When I went to look for plants yesterday, I had to go to three different stores to find what I wanted. Stores like PetSmart and Petco aren't that great for plants in my opinions. Finally, went to my favorite LFS which is a good 30 min away from me and found everything I wanted. I was talking to the lady at my favorite store and she said you have to be careful about buying plants from the chain pet stores because of the way they get them in and sometimes they'll sell you plants that aren't even good for fish tanks. Does anyone agree?

I'm happy you got your plants though. I think you'll really like the look of them after you get them in your tank.  You can always plant those, see what it looks like and if you think you need more go with some of the other suggestions people have mentioned.


----------



## jrman83

Next time try going to plantedtank.net to their trade/sell section and check there. The plants you look for proprogate very well and people are trying to get rid of them all the time. Most only charge about $6 for shipping. I always go there first before buying anywhere else, unless I am trying to load up a full tank (big tank) in one order.

If you need/want some of the plants I listed above, shoot me a pm.
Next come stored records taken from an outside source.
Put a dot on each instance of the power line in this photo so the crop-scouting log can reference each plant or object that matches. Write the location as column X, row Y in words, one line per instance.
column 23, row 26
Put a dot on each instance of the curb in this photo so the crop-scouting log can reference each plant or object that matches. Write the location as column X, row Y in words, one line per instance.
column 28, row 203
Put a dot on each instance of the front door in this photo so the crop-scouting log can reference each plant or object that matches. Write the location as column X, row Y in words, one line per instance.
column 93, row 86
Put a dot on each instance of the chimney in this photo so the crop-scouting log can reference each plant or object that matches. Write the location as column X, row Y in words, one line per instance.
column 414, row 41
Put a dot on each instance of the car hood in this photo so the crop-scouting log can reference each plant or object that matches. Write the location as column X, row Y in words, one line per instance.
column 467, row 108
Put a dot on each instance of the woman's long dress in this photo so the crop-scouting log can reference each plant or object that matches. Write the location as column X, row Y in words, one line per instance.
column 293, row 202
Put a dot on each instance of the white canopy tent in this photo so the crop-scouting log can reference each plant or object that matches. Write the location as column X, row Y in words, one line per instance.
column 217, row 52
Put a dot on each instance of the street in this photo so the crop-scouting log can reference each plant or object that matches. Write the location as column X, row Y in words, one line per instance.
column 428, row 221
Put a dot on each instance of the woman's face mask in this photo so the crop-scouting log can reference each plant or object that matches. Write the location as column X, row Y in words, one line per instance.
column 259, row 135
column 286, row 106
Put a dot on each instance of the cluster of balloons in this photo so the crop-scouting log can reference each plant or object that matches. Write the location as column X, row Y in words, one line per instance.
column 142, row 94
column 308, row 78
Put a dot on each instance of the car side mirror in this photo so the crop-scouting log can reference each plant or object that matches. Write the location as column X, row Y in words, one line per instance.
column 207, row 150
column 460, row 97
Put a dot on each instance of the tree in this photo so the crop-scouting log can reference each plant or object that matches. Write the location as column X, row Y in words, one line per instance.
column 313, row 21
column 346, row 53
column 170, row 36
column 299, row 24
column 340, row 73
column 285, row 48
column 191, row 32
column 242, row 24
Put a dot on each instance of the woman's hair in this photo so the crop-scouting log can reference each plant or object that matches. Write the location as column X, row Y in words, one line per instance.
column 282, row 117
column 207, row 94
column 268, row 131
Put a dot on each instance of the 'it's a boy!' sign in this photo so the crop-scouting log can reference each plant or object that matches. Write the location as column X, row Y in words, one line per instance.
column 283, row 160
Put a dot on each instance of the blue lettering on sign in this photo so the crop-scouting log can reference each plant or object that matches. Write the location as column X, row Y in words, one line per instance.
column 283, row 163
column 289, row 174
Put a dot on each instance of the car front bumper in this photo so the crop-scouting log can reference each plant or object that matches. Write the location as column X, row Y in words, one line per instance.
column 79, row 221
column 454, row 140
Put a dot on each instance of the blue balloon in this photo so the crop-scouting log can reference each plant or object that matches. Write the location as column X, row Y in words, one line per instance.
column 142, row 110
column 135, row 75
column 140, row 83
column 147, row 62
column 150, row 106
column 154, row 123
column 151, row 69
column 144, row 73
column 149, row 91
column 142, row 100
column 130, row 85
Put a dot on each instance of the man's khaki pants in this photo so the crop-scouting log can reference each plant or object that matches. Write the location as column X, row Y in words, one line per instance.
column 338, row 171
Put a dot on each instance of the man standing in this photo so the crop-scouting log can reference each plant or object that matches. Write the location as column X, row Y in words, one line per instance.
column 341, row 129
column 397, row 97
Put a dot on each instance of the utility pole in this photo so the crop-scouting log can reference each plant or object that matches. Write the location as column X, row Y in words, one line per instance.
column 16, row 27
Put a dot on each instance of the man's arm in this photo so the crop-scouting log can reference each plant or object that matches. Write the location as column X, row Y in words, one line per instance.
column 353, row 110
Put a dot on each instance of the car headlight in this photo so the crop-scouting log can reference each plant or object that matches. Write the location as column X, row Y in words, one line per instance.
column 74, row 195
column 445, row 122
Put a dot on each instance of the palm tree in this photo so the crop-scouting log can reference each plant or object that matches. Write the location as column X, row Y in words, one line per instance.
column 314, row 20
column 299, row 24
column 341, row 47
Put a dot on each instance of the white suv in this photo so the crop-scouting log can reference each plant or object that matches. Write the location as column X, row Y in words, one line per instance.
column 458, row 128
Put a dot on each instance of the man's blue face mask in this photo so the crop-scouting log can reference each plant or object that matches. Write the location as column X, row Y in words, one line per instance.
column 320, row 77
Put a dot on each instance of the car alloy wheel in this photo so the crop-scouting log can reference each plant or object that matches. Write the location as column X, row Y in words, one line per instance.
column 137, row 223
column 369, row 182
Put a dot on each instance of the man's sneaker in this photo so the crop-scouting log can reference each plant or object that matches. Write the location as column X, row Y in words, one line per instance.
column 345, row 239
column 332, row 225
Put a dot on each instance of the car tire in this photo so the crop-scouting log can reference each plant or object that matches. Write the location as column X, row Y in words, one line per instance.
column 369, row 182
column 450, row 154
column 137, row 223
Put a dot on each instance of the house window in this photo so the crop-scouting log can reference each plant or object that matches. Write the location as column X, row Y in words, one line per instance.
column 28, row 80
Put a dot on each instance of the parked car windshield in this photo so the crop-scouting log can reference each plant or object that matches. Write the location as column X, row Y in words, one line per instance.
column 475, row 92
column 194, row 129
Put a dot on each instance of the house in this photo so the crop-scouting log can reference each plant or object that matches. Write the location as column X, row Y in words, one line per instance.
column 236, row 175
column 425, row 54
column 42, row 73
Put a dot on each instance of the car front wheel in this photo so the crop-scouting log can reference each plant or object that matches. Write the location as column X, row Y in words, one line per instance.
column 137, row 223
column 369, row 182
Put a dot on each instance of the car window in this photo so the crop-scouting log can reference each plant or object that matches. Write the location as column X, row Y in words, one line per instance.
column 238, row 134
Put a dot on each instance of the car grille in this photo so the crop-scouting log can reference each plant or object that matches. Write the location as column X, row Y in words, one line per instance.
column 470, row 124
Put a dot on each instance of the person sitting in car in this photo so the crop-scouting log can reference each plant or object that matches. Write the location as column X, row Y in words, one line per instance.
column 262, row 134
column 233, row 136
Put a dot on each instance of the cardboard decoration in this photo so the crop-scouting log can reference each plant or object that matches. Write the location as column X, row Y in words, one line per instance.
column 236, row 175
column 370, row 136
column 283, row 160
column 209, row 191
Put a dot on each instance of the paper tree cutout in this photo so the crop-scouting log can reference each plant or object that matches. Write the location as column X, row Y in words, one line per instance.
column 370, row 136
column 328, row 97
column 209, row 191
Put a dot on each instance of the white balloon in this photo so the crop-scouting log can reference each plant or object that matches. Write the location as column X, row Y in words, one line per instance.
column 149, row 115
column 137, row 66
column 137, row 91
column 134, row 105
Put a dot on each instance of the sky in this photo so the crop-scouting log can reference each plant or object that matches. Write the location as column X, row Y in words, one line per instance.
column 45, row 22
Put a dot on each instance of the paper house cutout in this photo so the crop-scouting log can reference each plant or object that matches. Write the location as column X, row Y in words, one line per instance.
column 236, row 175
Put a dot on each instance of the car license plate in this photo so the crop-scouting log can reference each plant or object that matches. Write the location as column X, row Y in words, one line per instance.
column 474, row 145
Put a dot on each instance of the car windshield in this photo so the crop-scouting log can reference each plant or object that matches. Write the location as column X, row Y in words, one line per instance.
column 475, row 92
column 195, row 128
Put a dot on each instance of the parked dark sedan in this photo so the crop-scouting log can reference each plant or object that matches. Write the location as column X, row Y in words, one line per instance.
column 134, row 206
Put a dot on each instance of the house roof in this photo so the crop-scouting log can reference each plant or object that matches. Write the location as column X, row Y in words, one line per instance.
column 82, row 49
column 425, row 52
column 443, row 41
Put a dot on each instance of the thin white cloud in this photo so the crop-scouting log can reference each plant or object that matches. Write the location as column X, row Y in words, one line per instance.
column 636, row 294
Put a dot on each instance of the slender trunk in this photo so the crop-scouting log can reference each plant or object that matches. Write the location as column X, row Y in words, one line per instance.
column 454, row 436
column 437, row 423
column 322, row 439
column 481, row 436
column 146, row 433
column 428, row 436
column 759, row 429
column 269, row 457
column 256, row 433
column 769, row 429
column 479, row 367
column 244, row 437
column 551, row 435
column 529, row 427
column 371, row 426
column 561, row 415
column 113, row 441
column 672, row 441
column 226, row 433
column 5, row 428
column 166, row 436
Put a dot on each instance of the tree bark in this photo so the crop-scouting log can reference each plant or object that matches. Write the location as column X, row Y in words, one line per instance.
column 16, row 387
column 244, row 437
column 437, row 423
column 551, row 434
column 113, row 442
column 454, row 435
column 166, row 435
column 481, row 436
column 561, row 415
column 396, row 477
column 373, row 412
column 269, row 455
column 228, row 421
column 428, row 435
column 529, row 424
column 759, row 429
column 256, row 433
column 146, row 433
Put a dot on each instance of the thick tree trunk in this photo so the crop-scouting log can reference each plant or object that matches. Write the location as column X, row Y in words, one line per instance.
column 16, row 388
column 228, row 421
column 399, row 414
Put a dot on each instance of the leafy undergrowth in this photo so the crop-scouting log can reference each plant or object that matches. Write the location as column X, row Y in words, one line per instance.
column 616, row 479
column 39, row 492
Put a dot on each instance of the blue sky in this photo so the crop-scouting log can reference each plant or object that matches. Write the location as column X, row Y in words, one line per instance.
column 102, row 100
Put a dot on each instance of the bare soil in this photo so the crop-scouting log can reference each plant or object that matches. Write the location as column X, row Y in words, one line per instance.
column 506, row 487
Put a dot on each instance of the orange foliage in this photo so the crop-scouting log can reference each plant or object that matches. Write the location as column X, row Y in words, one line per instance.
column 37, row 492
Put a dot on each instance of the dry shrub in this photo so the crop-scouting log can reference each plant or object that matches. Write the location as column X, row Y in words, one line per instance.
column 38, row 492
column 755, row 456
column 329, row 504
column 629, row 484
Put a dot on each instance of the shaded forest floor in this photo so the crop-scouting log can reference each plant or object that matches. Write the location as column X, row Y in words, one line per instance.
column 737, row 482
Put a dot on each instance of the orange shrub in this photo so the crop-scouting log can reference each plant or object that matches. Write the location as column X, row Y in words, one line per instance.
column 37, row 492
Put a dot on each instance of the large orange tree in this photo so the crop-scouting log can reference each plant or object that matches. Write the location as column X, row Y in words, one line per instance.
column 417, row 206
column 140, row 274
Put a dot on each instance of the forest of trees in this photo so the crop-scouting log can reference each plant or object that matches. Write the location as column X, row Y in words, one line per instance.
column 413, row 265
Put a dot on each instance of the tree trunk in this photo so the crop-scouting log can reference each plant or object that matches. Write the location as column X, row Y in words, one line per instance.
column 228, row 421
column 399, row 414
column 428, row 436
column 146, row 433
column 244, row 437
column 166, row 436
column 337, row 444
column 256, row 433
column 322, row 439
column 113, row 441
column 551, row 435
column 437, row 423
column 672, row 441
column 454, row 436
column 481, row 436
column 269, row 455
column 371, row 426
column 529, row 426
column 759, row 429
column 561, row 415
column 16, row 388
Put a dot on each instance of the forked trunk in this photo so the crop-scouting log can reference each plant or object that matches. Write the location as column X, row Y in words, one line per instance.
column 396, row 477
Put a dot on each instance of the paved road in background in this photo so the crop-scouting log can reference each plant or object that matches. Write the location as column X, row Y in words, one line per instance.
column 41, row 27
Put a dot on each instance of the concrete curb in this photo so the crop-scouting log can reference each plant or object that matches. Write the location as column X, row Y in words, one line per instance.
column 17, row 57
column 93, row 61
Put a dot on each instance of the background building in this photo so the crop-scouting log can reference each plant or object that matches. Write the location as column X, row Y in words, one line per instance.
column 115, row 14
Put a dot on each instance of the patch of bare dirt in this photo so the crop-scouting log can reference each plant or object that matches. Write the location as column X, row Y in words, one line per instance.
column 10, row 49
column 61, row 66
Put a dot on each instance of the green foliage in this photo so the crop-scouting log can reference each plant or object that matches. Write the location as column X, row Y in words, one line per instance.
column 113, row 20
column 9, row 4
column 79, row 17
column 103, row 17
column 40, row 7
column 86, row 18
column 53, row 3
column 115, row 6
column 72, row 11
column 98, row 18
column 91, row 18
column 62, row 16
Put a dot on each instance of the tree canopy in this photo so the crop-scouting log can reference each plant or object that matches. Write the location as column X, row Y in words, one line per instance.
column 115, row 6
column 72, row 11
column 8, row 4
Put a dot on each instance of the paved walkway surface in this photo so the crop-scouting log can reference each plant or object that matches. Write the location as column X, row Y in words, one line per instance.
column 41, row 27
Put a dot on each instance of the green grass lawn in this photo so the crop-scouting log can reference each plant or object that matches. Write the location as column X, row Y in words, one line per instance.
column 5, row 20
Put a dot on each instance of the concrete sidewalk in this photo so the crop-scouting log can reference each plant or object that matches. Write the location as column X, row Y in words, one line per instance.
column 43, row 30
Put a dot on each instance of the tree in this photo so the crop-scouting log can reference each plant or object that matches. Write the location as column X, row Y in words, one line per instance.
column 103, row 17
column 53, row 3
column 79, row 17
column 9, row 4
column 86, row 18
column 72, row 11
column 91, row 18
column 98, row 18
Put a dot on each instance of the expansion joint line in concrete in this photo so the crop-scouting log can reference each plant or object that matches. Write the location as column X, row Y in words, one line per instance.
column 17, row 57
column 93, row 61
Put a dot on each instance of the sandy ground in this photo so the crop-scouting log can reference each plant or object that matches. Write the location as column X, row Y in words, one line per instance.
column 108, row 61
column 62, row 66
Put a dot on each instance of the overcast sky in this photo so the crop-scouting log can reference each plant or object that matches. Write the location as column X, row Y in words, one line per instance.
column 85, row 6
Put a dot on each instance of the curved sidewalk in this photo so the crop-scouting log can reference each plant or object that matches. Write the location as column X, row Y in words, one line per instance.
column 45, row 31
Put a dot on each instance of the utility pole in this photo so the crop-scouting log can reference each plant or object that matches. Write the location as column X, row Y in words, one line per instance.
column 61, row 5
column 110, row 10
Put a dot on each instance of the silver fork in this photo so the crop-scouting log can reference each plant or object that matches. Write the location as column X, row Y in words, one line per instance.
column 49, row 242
I always have some I need to get rid of.


----------



## Firstaqua

LaurenK said:


> sometimes they'll sell you plants that aren't even good for fish tanks. Does anyone agree?
> 
> I'm happy you got your plants though. I think you'll really like the look of them after you get them in your tank.  You can always plant those, see what it looks like and if you think you need more go with some of the other suggestions people have mentioned.


Yup I agree. I know I have read that in other posts as well.

Thanks I am really excited to see them in the tank. I actually think they will look better with my other plants then the anacharis does. I always thought the anacharis seemed out of place a little.


----------



## Firstaqua

jrman83 said:


> Next time try going to plantedtank.net to their trade/sell section and check there. The plants you look for proprogate very well and people are trying to get rid of them all the time. Most only charge about $6 for shipping. I always go there first before buying anywhere else, unless I am trying to load up a full tank (big tank) in one order.
> 
> If you need/want some of the plants I listed above, shoot me a pm. I always have some I need to get rid of.


Wow. great advise. Thanks. I will remember that site. 
Thanks I will get these in and see how it looks and if I want anything more I will see what you have. Thank you!


----------



## Firstaqua

UPDATE:
The Jungle Val has been in the tank for 4 days. It looked a little rough when it came. It was about 12" long but had the top 3 or so inches brownish and "falling apart". As of now it still looks that way and I expect it will take a while for it to come around.

Any thoughts on what I should expect with it.

Thanks!


----------